1. Hospitals and provider organizations are increasingly compared and benchmarked based on short-term outcome measures, such as the risk-adjusted 30-day mortality rate following acute myocardial infarction (AMI).
2. On average, patients treated at high-performing hospitals in terms of 30-day AMI mortality were more likely to have extended life expectancy and improved long-term outcomes compared to those treated at low-performing institutions.
Evidence Rating Level: 2 (Good)
Study Rundown: With the Affordable Care Act, hospitals are increasingly compared based on a number of metrics, including 30-day mortality rates after AMI. In this study, the authors investigated whether differential 30-day mortality rates for AMI were associated with differences in long-term outcome, therefore validating the use of these short-term quality metrics. Drawing on 17 years of follow-up data from a Medicare database, it was found that on average, patients treated at high-performing hospitals lived longer. These results lend credence to the notion that investments to improve short-term hospital performance may yield benefits over the longer term. This is in contrast to previous work that has shown that investments in process measures that have not necessary improved variation in mortality relates related to AMI. However, these data are observational in nature (for which the authors adjusted for a number of known confounders), but residual confounding associating better life expectancy with “high performer” hospitals remains possible, as does the fact that improvements in the standard of care in AMI since these data were collected in the 1990s may limit the study’s generalizability.
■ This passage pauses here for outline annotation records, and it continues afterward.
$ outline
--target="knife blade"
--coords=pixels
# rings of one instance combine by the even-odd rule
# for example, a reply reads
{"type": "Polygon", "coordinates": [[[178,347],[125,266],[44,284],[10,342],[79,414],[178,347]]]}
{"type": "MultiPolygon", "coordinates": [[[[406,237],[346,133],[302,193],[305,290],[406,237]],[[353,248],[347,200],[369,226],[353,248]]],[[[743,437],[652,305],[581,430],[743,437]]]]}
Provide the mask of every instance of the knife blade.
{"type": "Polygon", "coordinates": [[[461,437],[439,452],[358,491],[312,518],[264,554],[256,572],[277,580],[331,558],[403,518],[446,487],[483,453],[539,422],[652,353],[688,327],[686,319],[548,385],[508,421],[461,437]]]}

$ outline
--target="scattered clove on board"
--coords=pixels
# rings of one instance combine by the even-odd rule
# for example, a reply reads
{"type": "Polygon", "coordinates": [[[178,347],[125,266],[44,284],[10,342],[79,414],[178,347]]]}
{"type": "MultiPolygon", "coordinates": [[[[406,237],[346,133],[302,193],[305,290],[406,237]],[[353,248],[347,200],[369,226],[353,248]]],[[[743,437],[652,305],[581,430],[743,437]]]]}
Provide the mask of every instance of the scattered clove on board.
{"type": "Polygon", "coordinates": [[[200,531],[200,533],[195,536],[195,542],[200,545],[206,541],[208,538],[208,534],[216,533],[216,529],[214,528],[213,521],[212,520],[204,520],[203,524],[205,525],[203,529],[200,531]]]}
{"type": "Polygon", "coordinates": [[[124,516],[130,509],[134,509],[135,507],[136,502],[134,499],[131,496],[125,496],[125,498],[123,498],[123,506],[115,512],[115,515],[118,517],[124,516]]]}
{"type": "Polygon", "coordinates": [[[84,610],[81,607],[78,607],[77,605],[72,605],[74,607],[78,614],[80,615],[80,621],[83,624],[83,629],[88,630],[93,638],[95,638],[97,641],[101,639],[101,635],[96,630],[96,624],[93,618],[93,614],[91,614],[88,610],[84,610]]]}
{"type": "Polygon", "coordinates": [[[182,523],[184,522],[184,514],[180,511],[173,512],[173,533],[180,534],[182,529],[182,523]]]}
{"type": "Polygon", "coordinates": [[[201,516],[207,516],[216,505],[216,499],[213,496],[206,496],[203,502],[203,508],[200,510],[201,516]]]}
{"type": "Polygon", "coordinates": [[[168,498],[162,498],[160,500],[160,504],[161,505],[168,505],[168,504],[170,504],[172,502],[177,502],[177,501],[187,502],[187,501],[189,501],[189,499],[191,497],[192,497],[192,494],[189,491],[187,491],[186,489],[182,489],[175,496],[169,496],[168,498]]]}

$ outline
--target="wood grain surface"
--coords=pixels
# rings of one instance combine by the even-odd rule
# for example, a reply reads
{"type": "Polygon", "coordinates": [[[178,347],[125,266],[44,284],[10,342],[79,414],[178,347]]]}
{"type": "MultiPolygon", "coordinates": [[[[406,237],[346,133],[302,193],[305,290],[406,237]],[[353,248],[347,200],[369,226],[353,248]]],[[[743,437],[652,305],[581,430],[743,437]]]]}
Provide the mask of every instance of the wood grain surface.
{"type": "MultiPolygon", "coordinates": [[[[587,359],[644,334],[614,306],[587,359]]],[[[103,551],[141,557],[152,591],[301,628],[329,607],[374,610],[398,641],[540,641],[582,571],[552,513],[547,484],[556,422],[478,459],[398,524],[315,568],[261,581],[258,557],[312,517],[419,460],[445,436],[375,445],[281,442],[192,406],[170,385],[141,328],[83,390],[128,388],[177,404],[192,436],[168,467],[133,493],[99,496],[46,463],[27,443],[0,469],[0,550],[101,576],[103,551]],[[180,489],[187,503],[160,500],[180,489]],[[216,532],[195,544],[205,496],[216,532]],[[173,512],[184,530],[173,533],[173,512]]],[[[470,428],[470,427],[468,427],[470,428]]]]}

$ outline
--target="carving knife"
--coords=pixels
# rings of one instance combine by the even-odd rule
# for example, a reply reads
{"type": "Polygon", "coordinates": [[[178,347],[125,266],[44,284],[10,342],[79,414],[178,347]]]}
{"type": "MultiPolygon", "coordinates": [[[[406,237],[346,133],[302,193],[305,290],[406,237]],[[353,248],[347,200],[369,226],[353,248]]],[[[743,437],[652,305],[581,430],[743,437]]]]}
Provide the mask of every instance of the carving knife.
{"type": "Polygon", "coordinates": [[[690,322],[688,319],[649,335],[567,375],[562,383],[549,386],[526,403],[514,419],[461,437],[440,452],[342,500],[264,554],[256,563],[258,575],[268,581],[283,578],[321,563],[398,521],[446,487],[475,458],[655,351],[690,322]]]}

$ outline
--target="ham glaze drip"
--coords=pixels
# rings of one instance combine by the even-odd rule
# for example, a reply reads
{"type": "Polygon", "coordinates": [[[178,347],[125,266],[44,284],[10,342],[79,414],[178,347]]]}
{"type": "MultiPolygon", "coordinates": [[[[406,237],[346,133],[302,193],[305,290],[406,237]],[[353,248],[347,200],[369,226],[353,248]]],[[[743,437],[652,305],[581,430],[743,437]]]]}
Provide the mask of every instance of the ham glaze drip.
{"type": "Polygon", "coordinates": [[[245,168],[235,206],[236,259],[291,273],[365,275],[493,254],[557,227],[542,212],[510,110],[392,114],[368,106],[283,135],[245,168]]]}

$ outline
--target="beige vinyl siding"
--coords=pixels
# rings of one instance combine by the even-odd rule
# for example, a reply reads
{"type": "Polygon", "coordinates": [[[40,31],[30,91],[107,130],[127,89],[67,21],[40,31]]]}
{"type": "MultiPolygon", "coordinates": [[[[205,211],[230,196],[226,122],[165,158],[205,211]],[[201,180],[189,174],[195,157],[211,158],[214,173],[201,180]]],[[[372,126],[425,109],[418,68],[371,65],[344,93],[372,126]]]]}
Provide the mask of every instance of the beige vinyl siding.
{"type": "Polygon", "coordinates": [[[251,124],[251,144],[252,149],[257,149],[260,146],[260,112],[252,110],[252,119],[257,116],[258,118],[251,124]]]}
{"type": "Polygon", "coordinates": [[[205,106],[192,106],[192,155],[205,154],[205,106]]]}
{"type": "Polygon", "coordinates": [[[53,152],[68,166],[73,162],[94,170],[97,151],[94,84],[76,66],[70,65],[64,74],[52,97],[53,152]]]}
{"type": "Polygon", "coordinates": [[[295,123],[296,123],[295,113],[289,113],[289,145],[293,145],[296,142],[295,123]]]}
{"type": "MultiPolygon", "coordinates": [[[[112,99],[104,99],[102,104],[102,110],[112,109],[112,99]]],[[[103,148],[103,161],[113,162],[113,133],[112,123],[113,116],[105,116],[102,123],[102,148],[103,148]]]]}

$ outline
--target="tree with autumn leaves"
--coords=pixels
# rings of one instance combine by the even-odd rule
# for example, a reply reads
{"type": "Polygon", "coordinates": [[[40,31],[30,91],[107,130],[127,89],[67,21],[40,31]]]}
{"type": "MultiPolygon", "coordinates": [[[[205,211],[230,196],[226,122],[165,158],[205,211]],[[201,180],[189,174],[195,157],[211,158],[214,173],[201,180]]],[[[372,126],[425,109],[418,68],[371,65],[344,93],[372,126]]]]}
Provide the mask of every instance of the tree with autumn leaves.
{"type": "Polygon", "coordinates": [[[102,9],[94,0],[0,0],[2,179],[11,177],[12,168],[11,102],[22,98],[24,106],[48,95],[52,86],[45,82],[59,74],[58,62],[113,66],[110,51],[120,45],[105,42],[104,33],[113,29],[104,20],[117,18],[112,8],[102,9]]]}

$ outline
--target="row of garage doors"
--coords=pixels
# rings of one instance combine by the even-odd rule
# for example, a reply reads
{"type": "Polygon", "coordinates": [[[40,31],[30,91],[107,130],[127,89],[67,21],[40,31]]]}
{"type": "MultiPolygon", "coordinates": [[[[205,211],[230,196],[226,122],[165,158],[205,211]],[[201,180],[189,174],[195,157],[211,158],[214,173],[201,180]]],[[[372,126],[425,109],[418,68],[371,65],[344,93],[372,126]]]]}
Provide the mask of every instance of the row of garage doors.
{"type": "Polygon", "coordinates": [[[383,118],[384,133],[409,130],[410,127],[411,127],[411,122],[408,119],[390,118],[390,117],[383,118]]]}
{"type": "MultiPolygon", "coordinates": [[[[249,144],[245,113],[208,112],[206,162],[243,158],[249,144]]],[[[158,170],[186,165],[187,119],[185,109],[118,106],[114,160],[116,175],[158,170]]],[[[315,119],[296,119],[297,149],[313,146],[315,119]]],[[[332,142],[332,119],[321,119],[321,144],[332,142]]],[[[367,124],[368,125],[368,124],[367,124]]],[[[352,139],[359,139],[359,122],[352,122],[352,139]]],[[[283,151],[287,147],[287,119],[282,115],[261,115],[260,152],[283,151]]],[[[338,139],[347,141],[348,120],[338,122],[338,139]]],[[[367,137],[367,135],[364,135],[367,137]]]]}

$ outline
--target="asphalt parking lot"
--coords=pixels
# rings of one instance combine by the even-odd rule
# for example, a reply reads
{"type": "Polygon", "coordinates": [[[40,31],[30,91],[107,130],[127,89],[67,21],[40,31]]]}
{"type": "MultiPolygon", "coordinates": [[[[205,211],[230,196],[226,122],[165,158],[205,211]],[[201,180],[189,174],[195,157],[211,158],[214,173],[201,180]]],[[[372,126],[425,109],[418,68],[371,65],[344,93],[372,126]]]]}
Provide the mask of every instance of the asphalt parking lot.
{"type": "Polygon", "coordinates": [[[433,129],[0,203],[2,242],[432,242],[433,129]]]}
Click to read the study, published in NEJM
Relevant Reading: The inverse relationship between mortality rates and performance measures in the Hospital Quality Alliance Measures
In-Depth [retrospective cohort]: Data were collected from the Cooperative Cardiovascular Project, involving Medicare patients hospitalized with AMI between 1994 and 1996 and had 17 years of follow-up. This included a total of 119 735 patients across 1824 hospitals. There were a number of exclusion criteria including age less than 65 years, unconfirmed AMI by chart review, repeat hospitalization, or admission from ambulatory surgery or other hospital stays. 1824 hospitals were stratified into quintiles based on expected mortality, a marker of case mix or patient risk. Again, within these strata, hospitals were stratified into quintiles based on risk-standardized mortality rates, and models were performed for each case-mix stratum to compare life expectancies. With each case-mix stratum, patients in the lowest risk standardized mortality rate quintile had the highest probability of survival, a finding that was consistent across time.
After adjustment for a number of clinical and treatment related variables, patients treated at high-performance hospitals lived on average 1.14 years (95%CI 0.84 to 1.44) longer than those in low performance hospitals in the lowest case-mix stratum, and 0.84 years longer on average in the highest case-mix stratum (95%CI 0.60 to 1.09). Differences in life expectancy across risk-standardized mortality rate quintiles were significant across all 5 case-mix strata (p < 0.001 for all comparisons). When 30-day AMI survivors were examined separately, survival curves for patients in all risk-standardized quintiles were the same in each of the five case-mix strata arguing against the possibility that hospitals with lower 30-day risk-standardized mortality rate had merely forestalled death within 30 days.